Overwhelmed by Twitter?
Try these Seven Strategies
by Rochelle Melander
At a recent networking event, a colleague exclaimed, “I hate Twitter.” Others quickly agreed, stating that it’s noisy and big and hard to find the good stuff.
Twitter can feel like being at a contentious public meeting with everyone shouting loudly, trying to get heard. But Twitter also offers many gems, mostly to those who are willing to listen to others. If you’re struggling to figure out what to say and do on Twitter, take a deep breath and read on. Here are seven meaningful ways you can connect on Twitter:
Use Twitter to discover the latest trends, listen into conversations about hot topics, and deepen your understanding of issues that interest you as a writer. Search for conversation threads using #hashtags and listen to what other people have to say. Follow one of the focused lists curated by Twitter users or create one of your own. (Check out The Write Life’s post on best Twitter lists for authors to follow.)
Need help with an article you’re writing? Curious to know what the teens of the 80s think about the boat shoe fashion trend? Looking for a good lead for your latest blog post? Ask the Twitter crowd.
Just like the real world, it’s important to practice give and take on Twitter. Offer resources for your followers. Publish quotes, questions, or inspiring ideas. Link to helpful articles, blog posts, and resources you have discovered.
Retweet the posts you find helpful. Twitter provides an automated tool for doing this with a simple click—and now you can add your own comments to every retweet.

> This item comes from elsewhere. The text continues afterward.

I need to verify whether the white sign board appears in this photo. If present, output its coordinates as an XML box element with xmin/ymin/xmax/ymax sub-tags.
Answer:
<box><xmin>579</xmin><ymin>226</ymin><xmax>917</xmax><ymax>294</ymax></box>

Twitter chats offer a great opportunity to talk about books, ideas, and current issues, often in real time. Twitter chats use special hashtags with the title to help users follow them–#pubchat, LitChat, etc. Search for twitter chats on topics you are interested in using your favorite search engine. Once you find a twitter chat you like, listen in for about ten minutes until you see how they work and then jump in! (Check out this list to find Twitter chats for writers and this one for entrepreneurs.)
Don’t forget the “social” in social media. Much of the dialogue on social media is no different from the kinds of conversations we have in person. If you want to talk to another person on Twitter, send tweets to @username. Start by complimenting them or asking a question—just like you were talking in real life.
You can also use Twitter to promote your own workshops, events, and blog postings. But be careful—if you self-promote too much, people will tune you out or simply unfollow you. I don’t remember where I read it, but the rule I’ve heard is this: promote other people 80 percent of the time, and yourself 20 percent of the time.